Zimbabwean football club

Harare City is a Zimbabwean football club based in Harare.

==History==
The club was formed in 1989, as the brainchild of two Harare Municipality staffers, Messrs Chinengundu and Thomas.

The project was mooted as a recreational pastime for the city council's workers who began playing in the Harare Social League, under the name City of Harare FC. Four years later, the club applied for affiliation into the ZIFA Division 3A League and stayed there for two seasons, winning promotion into the Division 2A League in 1995.

Due to financial constraints, City of Harare FC rejoined the Harare Social League where they played for five seasons before joining the Highfield Area Zone League in 2000.

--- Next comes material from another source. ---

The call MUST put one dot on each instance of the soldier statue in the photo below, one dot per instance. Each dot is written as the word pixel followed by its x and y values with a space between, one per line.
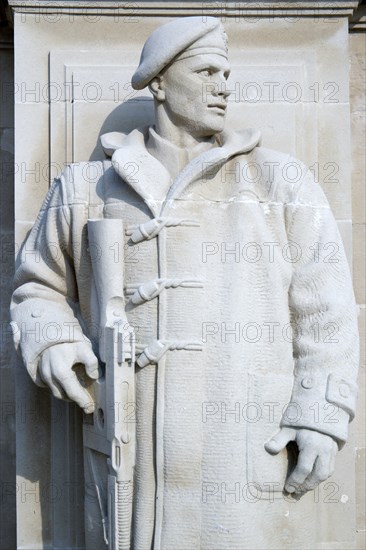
pixel 221 394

The club even had a change of name for two years (2000–1)- "Bhanya Mulenge FC" – before reverting to their original name (City of Harare FC) in 2002.

In 2008, the club rejoined the Division 3A League and won promotion after just that one season into Division 2A.

When they started playing in Division 2A (2009) they renamed the franchise to "Harare City FC".

Under coach Arthur "Tuts" Tutani, the club gained promotion into the Northern Region Division One League in 2010. Tutani then left the club to join Monomotapa FC.

His replacement, Bigboy "ABC" Mawiwi, led "The Sunshine Boys" into the top-flight Premiership at the end of the 2011 season.
In their debut season in the top flight, they finished a credible 8th on the standings.

A year later they agonizingly lost the league title on a dramatic last day – falling out to Dynamos on goal difference.
Since its formation, the club has produced youth and senior national team players Gilbert Mushangazhike, Tendai Mwarura, Herbert Zimbeva, and David Sengu.

The club was relegated from the top tier at the end of the 2021–22 Zimbabwe Premier Soccer League season.

==Honours==
Harare City won the 2017 Chibuku Cup, defeating How Mine 3–1.